German style singlelequotation marks:
   ‚http://www.php.net/manual/en/migration5.php‘ (201A and 2018)

Angle brackets:
   〈http://www.php.net/manual/en/migration5.php〉 (2329 and 232A)
   〈http://www.php.net/manual/en/migration5.php〉 (3008 and 3009)

	Thomas D. (:thomas8)
	Comment 9 • 12 years ago

The way Thunderbird parses the plaintext URLs of comment 8 is complete nonsense.
You can see clearly that bugzilla does the correct parsing for comment 8, but TB doesn't.

Regardless of protocols, consider this:

1) TB parses known protocols as the beginning of an URL, and a (white)space or line break character as the end of that plaintext URL (so if you actually need a space inside your URL, you have to use %20 instead)
2) if the plaintext character *before* the protocol is *not* a whitespace or line break (e.g. it's a quote character), and the last character before the URL-terminating whitespace is the *same* or corresponding character (e.g. a quote character again), I believe the odds are 99 to 1 that this character is *not* part of the URL. More so if it's a special (delimiter?) character, which I believe are the only characters which we accept before the protocol.

Compare:
hhttp://asdf.com/h -> not parsed, because protocol not recognized (ok)
“http://asdf.com/” -> parsed as URL: [http://asdf.com/”] what a nonsense!(brackets added by me)
- protocol is correctly recognized in spite of leading “ which we don't parse the as part of the URL! When a corresponding character is at the end, before URL-terminating space, why do we parse it as part of URL?

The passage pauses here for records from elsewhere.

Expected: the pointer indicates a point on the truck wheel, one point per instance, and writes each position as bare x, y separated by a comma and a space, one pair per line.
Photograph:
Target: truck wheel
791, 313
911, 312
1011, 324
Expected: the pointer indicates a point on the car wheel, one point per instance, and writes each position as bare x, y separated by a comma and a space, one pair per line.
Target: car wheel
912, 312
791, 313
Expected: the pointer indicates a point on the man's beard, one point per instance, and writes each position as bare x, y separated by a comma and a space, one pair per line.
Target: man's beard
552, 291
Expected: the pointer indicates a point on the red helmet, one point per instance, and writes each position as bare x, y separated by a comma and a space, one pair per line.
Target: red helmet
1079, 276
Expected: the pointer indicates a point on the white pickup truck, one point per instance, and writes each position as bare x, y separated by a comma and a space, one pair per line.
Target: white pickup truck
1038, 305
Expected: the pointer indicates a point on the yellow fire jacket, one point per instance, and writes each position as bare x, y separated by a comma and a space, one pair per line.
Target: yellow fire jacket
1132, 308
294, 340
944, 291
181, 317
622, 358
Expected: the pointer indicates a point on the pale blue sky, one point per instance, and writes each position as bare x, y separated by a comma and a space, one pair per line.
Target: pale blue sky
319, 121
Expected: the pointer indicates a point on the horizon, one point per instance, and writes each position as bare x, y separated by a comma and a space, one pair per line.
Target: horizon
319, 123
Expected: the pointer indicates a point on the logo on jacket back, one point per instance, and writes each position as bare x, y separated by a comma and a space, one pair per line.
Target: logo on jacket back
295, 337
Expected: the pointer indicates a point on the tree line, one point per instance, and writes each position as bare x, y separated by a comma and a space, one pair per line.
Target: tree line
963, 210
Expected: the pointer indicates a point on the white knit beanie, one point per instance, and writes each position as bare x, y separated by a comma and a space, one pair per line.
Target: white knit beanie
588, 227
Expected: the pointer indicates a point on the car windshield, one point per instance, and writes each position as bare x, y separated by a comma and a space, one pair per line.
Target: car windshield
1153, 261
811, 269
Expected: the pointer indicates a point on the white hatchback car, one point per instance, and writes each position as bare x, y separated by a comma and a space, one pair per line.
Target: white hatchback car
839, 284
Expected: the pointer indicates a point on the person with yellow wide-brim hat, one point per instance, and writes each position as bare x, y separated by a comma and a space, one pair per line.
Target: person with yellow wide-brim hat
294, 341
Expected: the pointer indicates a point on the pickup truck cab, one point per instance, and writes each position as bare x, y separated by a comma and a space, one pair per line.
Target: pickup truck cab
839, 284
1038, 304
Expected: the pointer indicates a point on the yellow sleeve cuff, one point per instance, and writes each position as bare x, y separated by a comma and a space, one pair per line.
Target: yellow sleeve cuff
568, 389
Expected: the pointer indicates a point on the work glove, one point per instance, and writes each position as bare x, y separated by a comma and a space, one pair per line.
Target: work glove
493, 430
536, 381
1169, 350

Even without terminating space, we could (should) accept delimiter characters as delimiters:

> Did you see this“http://asdf.com/”wth!?

Again, it is 99% more likely that if there's a “ before the protocol, the next (corresponding) ” is intended as a delimiter and not as part of the URL!
Surprisingly, we *do* get it right for

> Did you see(http://asdf.com/)wth!?

Finally, when you copy URLs containing "special" characters from FF location bar, they are always escaped using %xy syntax. So the very presence of the real special (delimiter) character in plaintext is an indication that this is not part of the URL. And I guess the RFCs also recommend something similar.

	Thomas D. (:thomas8)
	Comment 10 • 12 years ago

Intelligent parsing needs to be limited to delimiter candidates (anything that looks like quotes or brackets).

E.g., I would not expect % or & to be recognized as a delimiter:
> %http://asdf.com/% -> correctly parsed as %[http://asdf.com/%] (brackets by me)
> &http://asdf.com/& -> correctly parsed as &[http://asdf.com/&]

This intelligent parsing is also needed because word processors often convert double quotes into styled quotes:
"http://asdf.com" -> “http://asdf.com/”
So when users copy from there, we shouldn't break things unnecessarily.

	Thomas D. (:thomas8)
	Comment 11 • 12 years ago

Confirming as a valid request for enhancement of the current nonsensic behaviour.

	Otto Stolz Reporter
	Comment 12 • 12 years ago

(In reply to Thomas D. from comment #10)
> Intelligent parsing needs to be limited to delimiter candidates

I repeat: Intelligent parsing should NOT try to guess delimiter characters.

Rather, URLs should be parsed according to the URL syntax (allowing for
white space that may be embedded), and terminate right before any character
that does not comply with said syntax.